Purpose: To evaluate the relationship between the T2 patterns of spinal cord multiple sclerosis lesions and their contrast uptake.

Material and method: We retrospectively reviewed the appearance of spinal cord lesions in 29 patients (with relapsing-remitting multiple sclerosis) who had signs and symptoms of myelopathy on neurologic examination and at least one active lesion visualized on magnetic resonance examinations performed between 2004 and 2011. We correlated the T2 patterns of lesions with contrast enhancement and calculated sensitivity and specificity in predicting gadolinium enhancement.

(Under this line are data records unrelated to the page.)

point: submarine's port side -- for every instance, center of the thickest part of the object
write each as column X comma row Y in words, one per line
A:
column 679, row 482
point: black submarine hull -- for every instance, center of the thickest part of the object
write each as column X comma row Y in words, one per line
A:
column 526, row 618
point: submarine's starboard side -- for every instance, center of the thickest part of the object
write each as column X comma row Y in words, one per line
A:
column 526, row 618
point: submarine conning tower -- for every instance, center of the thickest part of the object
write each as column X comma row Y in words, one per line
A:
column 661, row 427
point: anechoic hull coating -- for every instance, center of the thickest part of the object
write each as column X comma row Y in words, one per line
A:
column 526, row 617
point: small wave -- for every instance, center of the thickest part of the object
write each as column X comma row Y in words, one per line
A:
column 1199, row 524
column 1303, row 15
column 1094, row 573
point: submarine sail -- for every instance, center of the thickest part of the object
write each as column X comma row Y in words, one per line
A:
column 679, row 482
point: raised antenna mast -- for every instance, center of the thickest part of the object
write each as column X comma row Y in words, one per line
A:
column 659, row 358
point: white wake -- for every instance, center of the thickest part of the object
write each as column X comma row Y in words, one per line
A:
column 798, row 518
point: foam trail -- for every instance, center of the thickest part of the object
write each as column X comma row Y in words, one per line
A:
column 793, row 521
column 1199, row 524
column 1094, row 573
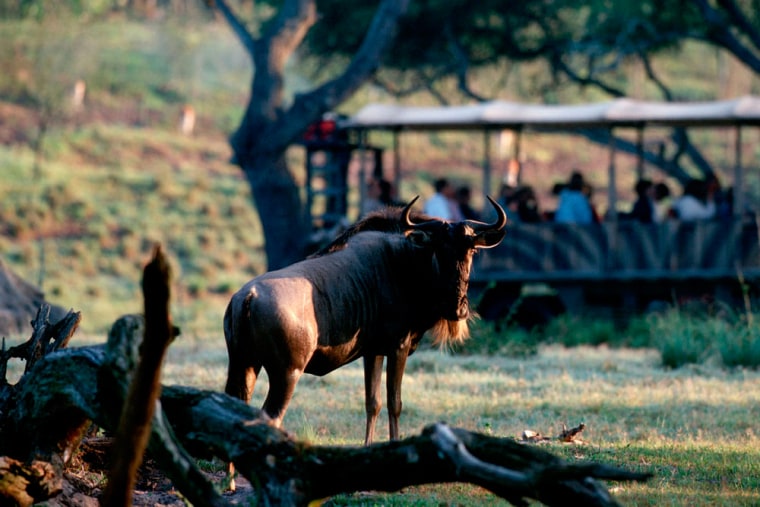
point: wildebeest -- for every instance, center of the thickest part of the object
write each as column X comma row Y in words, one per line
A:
column 373, row 293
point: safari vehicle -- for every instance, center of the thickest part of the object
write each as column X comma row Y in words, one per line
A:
column 616, row 265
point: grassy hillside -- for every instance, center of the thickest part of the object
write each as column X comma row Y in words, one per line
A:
column 83, row 199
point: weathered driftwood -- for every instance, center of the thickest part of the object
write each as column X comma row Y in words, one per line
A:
column 44, row 417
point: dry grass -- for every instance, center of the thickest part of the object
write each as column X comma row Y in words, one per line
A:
column 695, row 428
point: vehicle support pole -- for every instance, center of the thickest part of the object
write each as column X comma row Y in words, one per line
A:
column 486, row 162
column 738, row 208
column 397, row 163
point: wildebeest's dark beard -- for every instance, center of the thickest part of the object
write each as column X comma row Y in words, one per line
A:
column 450, row 332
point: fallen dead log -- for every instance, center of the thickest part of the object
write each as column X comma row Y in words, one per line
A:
column 45, row 416
column 67, row 389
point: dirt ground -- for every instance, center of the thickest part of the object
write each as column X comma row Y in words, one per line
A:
column 85, row 480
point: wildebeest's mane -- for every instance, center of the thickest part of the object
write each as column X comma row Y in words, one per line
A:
column 386, row 219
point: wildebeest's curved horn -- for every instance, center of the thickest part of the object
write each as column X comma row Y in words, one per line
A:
column 406, row 218
column 405, row 214
column 500, row 223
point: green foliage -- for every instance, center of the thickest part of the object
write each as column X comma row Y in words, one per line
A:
column 741, row 346
column 513, row 342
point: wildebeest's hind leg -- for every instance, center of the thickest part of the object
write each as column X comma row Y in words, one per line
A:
column 394, row 373
column 373, row 372
column 282, row 384
column 243, row 366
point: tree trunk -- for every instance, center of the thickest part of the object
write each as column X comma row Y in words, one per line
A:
column 268, row 128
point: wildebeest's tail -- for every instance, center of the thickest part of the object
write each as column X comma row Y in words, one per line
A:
column 446, row 333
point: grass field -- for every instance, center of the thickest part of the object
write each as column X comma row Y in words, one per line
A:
column 696, row 428
column 81, row 220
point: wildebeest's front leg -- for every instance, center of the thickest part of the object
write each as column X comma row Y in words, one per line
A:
column 373, row 373
column 394, row 372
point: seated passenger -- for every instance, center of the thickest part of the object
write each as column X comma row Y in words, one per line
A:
column 696, row 203
column 574, row 206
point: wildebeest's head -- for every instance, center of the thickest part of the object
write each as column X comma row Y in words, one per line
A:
column 453, row 244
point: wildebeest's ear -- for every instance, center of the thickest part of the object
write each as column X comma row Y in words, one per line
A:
column 419, row 238
column 489, row 239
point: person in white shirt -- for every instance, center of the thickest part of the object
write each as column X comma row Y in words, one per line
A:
column 443, row 203
column 696, row 203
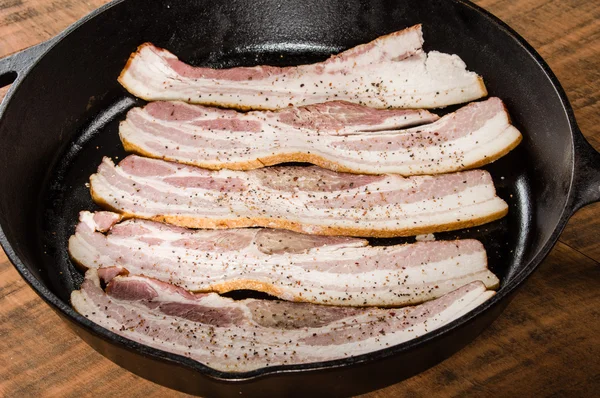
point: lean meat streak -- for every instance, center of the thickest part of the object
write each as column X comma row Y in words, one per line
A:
column 338, row 136
column 303, row 199
column 239, row 336
column 391, row 71
column 291, row 266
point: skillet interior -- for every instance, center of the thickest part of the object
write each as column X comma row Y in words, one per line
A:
column 64, row 116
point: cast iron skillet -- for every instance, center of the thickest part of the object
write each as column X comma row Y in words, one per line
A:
column 61, row 115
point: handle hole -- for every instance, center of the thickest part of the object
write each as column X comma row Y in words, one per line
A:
column 8, row 78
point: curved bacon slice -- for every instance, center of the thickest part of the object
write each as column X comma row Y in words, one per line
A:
column 288, row 265
column 391, row 71
column 336, row 135
column 238, row 336
column 303, row 199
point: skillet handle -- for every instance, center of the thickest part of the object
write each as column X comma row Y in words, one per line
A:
column 16, row 64
column 586, row 185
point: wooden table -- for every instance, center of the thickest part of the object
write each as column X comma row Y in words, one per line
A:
column 545, row 344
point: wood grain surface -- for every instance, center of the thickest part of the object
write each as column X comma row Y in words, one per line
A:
column 545, row 344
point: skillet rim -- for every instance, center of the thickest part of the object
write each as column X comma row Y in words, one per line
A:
column 67, row 312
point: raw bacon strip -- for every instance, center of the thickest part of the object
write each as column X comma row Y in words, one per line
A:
column 288, row 265
column 303, row 199
column 337, row 136
column 239, row 336
column 391, row 71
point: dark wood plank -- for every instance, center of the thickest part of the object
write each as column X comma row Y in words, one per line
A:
column 545, row 344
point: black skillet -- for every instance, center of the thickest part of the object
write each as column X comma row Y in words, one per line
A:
column 61, row 115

Results: Only focal patterns consisting of a lesion’s center homogenously brighter than its periphery on T2-weighed images (type I) correlated significantly with the presence of contrast enhancement (p = 0.004). Sensitivity was 0.307 and specificity 0.929. In contrast, enhancement was not significantly related to uniformly hyperintense T2 focal lesions (type II) or diffuse (type III) pattern defined as poorly delineated areas of multiple small, confluent, subtle hyperintense T2 lesions (p > 0.5 for both).

Conclusions: We believe that information about the activity of multiple sclerosis spinal cord lesions in patients with myelopathy may be extracted not only from contrast enhanced, but also from non-enhanced magnetic resonance images.